# USB 2.0 Pendrive Pass Through on FreeBSD 10.x and VirtualBox



## vermaden (Aug 11, 2014)

Hi,

I older versions of Virtualbox/FreeBSD I was able to pass through the USB 2.0 pendrive to the VirtualBox virtual machine, but it does not work now with FreeBSD 10.x and VirtualBox 4.3.x.

The known 'workaround' with sysctl hw.usb.ehci.no_hs=1 also does not work, any hints?

Regards,
vermaden


----------



## pwr2srv (Aug 12, 2014)

*Re: USB 2.0 Pendrive Pass Through on FreeBSD 10.x and Virtua*

Forgive me, a long-time reader, first-time poster, but...

... maybe your older versions were connecting via USB 1.0.
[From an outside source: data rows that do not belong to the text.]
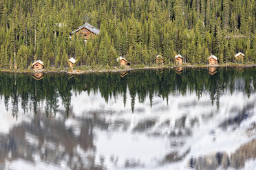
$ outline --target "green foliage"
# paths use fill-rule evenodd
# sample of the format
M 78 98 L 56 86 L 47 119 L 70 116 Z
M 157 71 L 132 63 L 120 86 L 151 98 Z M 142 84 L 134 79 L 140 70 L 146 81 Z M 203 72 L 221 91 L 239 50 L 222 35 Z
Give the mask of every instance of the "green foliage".
M 26 69 L 35 60 L 47 69 L 114 66 L 122 56 L 133 65 L 151 65 L 162 53 L 165 64 L 180 53 L 184 63 L 220 62 L 246 54 L 255 62 L 255 0 L 0 1 L 0 66 Z M 85 22 L 100 29 L 88 39 L 69 38 Z M 250 41 L 248 42 L 248 40 Z

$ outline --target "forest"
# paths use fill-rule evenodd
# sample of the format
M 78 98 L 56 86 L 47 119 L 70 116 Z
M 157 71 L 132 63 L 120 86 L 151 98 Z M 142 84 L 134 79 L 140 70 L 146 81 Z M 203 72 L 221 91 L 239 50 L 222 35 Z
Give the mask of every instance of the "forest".
M 248 98 L 255 93 L 256 67 L 220 67 L 217 71 L 211 75 L 206 68 L 184 68 L 181 74 L 174 69 L 149 70 L 129 71 L 123 77 L 114 73 L 74 76 L 47 73 L 40 81 L 34 80 L 32 74 L 2 73 L 0 97 L 14 117 L 18 115 L 19 108 L 24 113 L 30 108 L 36 114 L 43 102 L 47 115 L 55 114 L 62 105 L 68 116 L 72 95 L 82 93 L 92 96 L 99 93 L 106 103 L 122 96 L 125 107 L 131 106 L 132 112 L 136 103 L 145 104 L 147 99 L 151 107 L 156 97 L 168 104 L 169 99 L 175 96 L 195 93 L 200 99 L 209 94 L 212 104 L 218 108 L 220 97 L 226 93 L 243 92 Z
M 0 67 L 24 70 L 36 60 L 45 69 L 156 64 L 234 63 L 235 55 L 256 62 L 255 0 L 1 0 Z M 98 36 L 84 43 L 70 34 L 89 23 Z

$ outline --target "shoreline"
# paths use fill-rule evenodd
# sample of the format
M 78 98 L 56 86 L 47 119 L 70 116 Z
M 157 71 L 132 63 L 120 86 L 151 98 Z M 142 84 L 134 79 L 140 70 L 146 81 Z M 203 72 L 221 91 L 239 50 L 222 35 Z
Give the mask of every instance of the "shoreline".
M 173 66 L 152 66 L 144 67 L 115 67 L 109 69 L 87 69 L 87 70 L 10 70 L 10 69 L 0 69 L 0 72 L 3 73 L 67 73 L 71 75 L 80 75 L 80 74 L 90 74 L 90 73 L 120 73 L 125 71 L 138 71 L 138 70 L 156 70 L 156 69 L 177 69 L 177 68 L 206 68 L 206 67 L 251 67 L 256 66 L 256 64 L 217 64 L 217 65 L 173 65 Z

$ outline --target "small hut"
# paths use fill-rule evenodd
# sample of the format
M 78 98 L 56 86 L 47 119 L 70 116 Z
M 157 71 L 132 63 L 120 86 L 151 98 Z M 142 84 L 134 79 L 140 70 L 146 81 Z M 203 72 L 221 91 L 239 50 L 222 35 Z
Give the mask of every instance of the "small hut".
M 87 39 L 94 38 L 94 36 L 100 34 L 100 30 L 94 27 L 89 23 L 85 23 L 84 25 L 78 27 L 78 29 L 70 33 L 70 38 L 72 38 L 74 34 L 79 36 L 81 34 L 86 43 Z
M 127 60 L 122 56 L 116 58 L 118 62 L 119 62 L 120 66 L 126 66 L 127 65 Z
M 244 53 L 239 52 L 238 53 L 235 54 L 235 57 L 237 61 L 244 62 Z
M 209 64 L 218 64 L 217 58 L 214 55 L 211 55 L 209 57 Z
M 36 62 L 34 62 L 32 64 L 32 66 L 34 70 L 41 70 L 43 69 L 43 62 L 41 60 L 39 60 Z
M 216 67 L 214 67 L 214 66 L 211 66 L 210 68 L 209 68 L 209 74 L 211 75 L 214 75 L 215 73 L 217 73 L 217 68 Z
M 181 74 L 182 73 L 182 67 L 180 66 L 176 69 L 176 73 Z
M 158 64 L 158 63 L 162 64 L 164 64 L 164 58 L 162 57 L 162 56 L 158 55 L 156 56 L 156 64 Z
M 73 68 L 73 66 L 74 66 L 74 64 L 75 62 L 76 62 L 76 60 L 75 60 L 74 58 L 70 58 L 70 59 L 68 60 L 68 62 L 69 62 L 69 64 L 70 64 L 70 66 L 71 68 Z
M 39 81 L 42 78 L 43 78 L 43 73 L 36 73 L 33 74 L 33 78 L 37 81 Z
M 177 55 L 175 56 L 175 62 L 176 64 L 182 64 L 183 58 L 180 54 Z

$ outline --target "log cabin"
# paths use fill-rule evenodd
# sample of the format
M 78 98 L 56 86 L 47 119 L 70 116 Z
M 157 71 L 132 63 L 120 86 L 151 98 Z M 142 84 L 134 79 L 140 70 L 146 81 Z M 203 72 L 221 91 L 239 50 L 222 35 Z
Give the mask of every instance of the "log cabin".
M 214 75 L 216 73 L 217 73 L 217 68 L 216 67 L 211 66 L 209 68 L 209 74 L 211 75 Z
M 158 55 L 156 56 L 156 64 L 158 64 L 158 63 L 161 64 L 164 64 L 164 58 L 162 57 L 162 56 Z
M 217 58 L 214 55 L 211 55 L 209 57 L 209 64 L 211 65 L 211 64 L 218 64 Z
M 127 74 L 128 74 L 128 73 L 127 73 L 127 71 L 120 72 L 120 76 L 121 76 L 121 77 L 125 77 Z
M 37 81 L 39 81 L 42 78 L 43 78 L 43 73 L 36 73 L 33 74 L 33 78 Z
M 70 66 L 71 68 L 73 68 L 73 66 L 74 64 L 75 64 L 76 62 L 76 60 L 74 58 L 70 58 L 69 60 L 68 60 L 68 63 L 70 64 Z
M 119 63 L 120 66 L 127 66 L 127 60 L 122 56 L 116 58 L 117 62 Z
M 175 62 L 176 62 L 176 64 L 182 64 L 182 60 L 183 58 L 180 54 L 177 55 L 175 56 Z
M 93 38 L 95 36 L 100 34 L 100 30 L 94 27 L 92 25 L 85 23 L 84 25 L 78 27 L 78 28 L 70 33 L 70 38 L 74 37 L 74 34 L 77 36 L 81 35 L 84 39 L 85 43 L 87 42 L 87 39 Z
M 42 70 L 43 69 L 43 62 L 39 60 L 32 64 L 34 70 Z
M 175 70 L 176 70 L 175 72 L 178 74 L 181 74 L 182 73 L 182 67 L 181 67 L 181 66 L 177 68 Z
M 244 62 L 244 53 L 239 52 L 238 53 L 235 54 L 235 57 L 237 61 L 242 62 Z

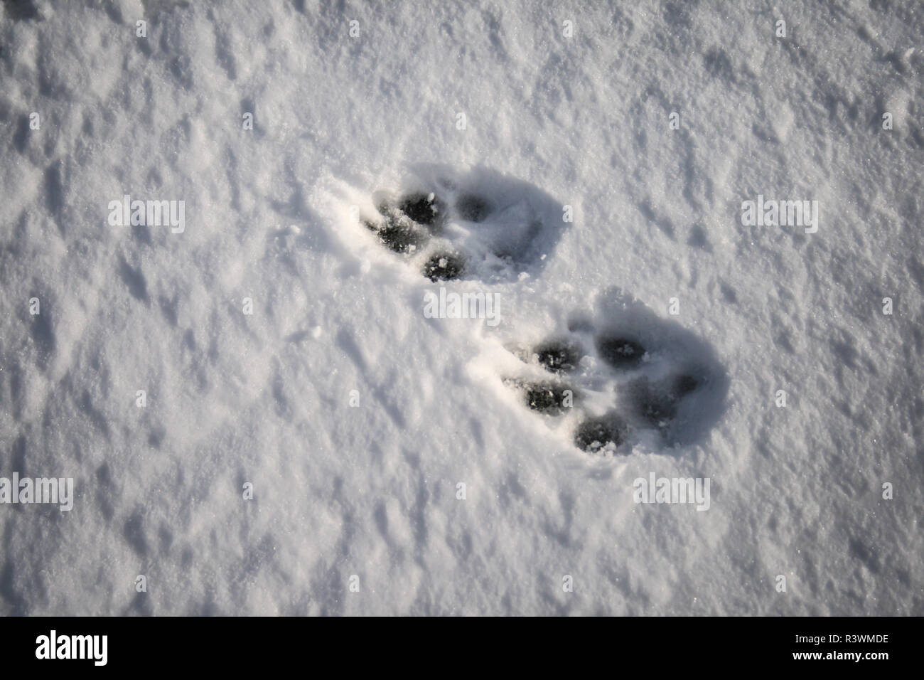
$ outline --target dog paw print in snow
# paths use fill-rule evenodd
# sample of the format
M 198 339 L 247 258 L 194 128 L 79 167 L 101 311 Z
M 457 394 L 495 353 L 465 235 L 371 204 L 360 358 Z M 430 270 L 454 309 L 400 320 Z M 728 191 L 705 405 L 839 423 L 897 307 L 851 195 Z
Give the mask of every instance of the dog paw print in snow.
M 575 409 L 573 441 L 588 453 L 694 443 L 724 408 L 728 380 L 711 347 L 615 290 L 596 315 L 575 315 L 564 333 L 512 351 L 523 375 L 505 384 L 544 415 Z
M 545 192 L 485 168 L 419 167 L 403 189 L 371 198 L 360 222 L 432 281 L 534 273 L 566 226 Z

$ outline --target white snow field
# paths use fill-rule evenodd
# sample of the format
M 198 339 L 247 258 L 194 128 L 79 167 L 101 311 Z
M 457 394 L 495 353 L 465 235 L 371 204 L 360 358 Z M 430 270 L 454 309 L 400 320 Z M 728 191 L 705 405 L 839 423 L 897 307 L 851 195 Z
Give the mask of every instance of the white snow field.
M 0 477 L 74 480 L 0 503 L 0 613 L 924 613 L 920 3 L 6 0 L 0 49 Z

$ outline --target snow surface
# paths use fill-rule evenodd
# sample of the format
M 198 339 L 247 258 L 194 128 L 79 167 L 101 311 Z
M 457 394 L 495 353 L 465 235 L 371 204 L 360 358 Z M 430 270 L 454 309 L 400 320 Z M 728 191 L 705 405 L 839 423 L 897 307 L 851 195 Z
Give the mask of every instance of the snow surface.
M 77 495 L 0 505 L 0 613 L 924 613 L 919 3 L 0 13 L 0 476 Z M 425 318 L 355 218 L 447 179 L 511 211 L 518 256 L 443 284 L 496 328 Z M 126 193 L 185 231 L 110 226 Z M 711 391 L 590 455 L 511 348 L 625 324 Z M 635 504 L 651 472 L 709 511 Z

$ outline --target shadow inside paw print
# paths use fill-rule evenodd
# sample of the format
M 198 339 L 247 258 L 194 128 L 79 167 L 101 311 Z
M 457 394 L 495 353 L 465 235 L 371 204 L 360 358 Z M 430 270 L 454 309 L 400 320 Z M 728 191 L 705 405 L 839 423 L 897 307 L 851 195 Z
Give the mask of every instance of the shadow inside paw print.
M 590 317 L 574 316 L 567 337 L 541 342 L 520 358 L 547 376 L 529 384 L 526 405 L 552 415 L 578 406 L 573 440 L 589 453 L 692 444 L 724 411 L 728 378 L 712 348 L 618 289 L 601 296 Z M 555 395 L 565 389 L 594 399 L 564 404 Z
M 545 192 L 484 167 L 421 165 L 401 192 L 376 192 L 360 219 L 432 281 L 511 280 L 537 274 L 565 229 Z

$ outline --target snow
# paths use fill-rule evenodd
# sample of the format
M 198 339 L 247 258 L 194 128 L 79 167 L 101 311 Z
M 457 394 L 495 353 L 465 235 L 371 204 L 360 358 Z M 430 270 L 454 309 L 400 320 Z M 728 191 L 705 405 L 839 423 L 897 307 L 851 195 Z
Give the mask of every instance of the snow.
M 0 505 L 0 612 L 924 613 L 924 9 L 590 5 L 3 4 L 0 476 L 76 498 Z M 410 191 L 494 208 L 428 246 L 461 280 L 357 220 Z M 594 455 L 607 331 L 705 387 Z M 589 352 L 560 416 L 505 382 L 549 338 Z

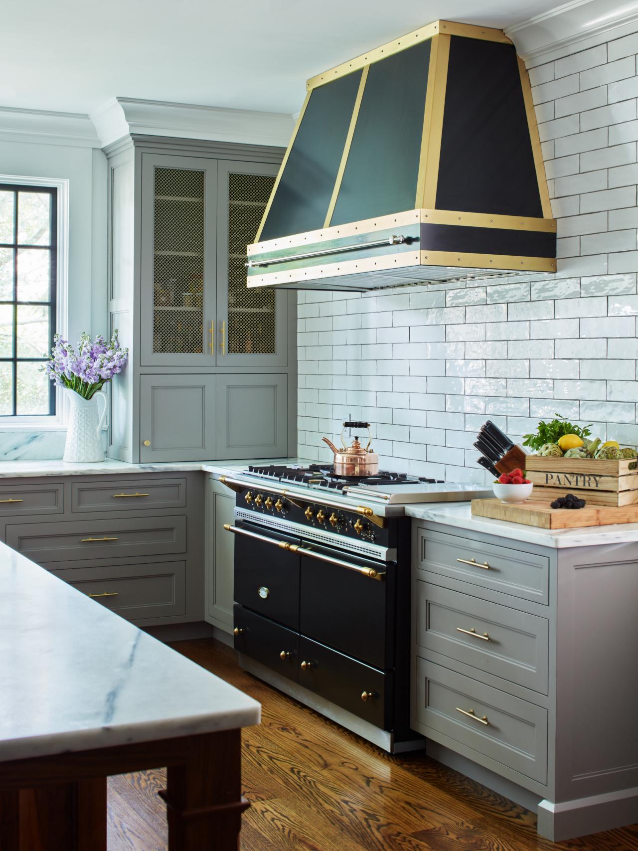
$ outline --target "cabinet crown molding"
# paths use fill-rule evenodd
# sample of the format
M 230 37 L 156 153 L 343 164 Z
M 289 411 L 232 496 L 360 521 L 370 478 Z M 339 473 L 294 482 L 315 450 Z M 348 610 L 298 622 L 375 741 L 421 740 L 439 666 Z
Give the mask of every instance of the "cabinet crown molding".
M 620 0 L 571 0 L 504 30 L 528 68 L 638 31 L 638 8 Z
M 294 123 L 280 112 L 113 98 L 91 115 L 103 147 L 131 134 L 288 146 Z

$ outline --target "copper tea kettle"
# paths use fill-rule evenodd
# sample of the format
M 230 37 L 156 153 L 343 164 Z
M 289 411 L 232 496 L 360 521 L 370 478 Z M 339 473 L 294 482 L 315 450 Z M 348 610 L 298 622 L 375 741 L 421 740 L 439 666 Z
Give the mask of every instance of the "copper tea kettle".
M 352 441 L 352 446 L 346 446 L 344 440 L 344 432 L 346 428 L 367 428 L 369 437 L 367 446 L 364 448 L 359 443 L 357 437 L 355 437 Z M 322 439 L 334 453 L 334 471 L 338 476 L 375 476 L 379 472 L 379 455 L 370 448 L 372 443 L 370 423 L 350 422 L 349 420 L 345 422 L 341 431 L 342 448 L 340 449 L 338 449 L 328 437 Z

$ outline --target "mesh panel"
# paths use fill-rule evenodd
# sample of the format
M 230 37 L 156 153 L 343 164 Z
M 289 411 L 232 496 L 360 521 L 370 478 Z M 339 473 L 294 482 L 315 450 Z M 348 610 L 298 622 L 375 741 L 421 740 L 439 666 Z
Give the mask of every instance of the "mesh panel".
M 228 175 L 228 351 L 276 351 L 273 289 L 246 287 L 246 247 L 254 242 L 275 178 Z
M 155 169 L 153 351 L 203 352 L 204 172 Z

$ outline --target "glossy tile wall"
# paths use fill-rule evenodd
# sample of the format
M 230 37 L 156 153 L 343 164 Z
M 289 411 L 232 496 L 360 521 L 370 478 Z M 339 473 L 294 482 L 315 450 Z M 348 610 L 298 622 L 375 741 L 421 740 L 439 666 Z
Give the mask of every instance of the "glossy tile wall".
M 555 277 L 299 294 L 299 454 L 373 423 L 382 465 L 491 479 L 491 419 L 520 438 L 555 412 L 638 444 L 638 32 L 532 69 L 558 220 Z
I, too, am presently working out similar issues.  I have for a few years, while studying FreeBSD, used a pentium 4 motherboard w/ USB 1.  I have been dual-booting between FreeBSD and XP, with FreeBSD sometimes running Windows NT4 and Windows 2000 via Virtualbox.  Recently I began using XP in a Virtualbox VM and, though I did not need it, set up the USB for the XP VM just to see if it'd work.  It did.  Then, a few weeks ago, I finally got my dream box--a Lenovo TS140 Xeon.  Wow.  My VM's are so fast now I'm ready to stop dual booting and go XP virtualized for a few programs and flight simulators.  The 3D hardware acceleration is working on my PNY GT 610, and I can hear the roar of the jet engines, but I need to get the USB working for the joy stick and for the sake of making USB work in the XP VM.  I set up the USB for Virtualbox just as with the Pentium 4, but it did not work.  Then, after reading a couple days, it dawned on me that my older machine was USB 1.  If you want USB 2 you need the extension pack, but there is none for FreeBSD.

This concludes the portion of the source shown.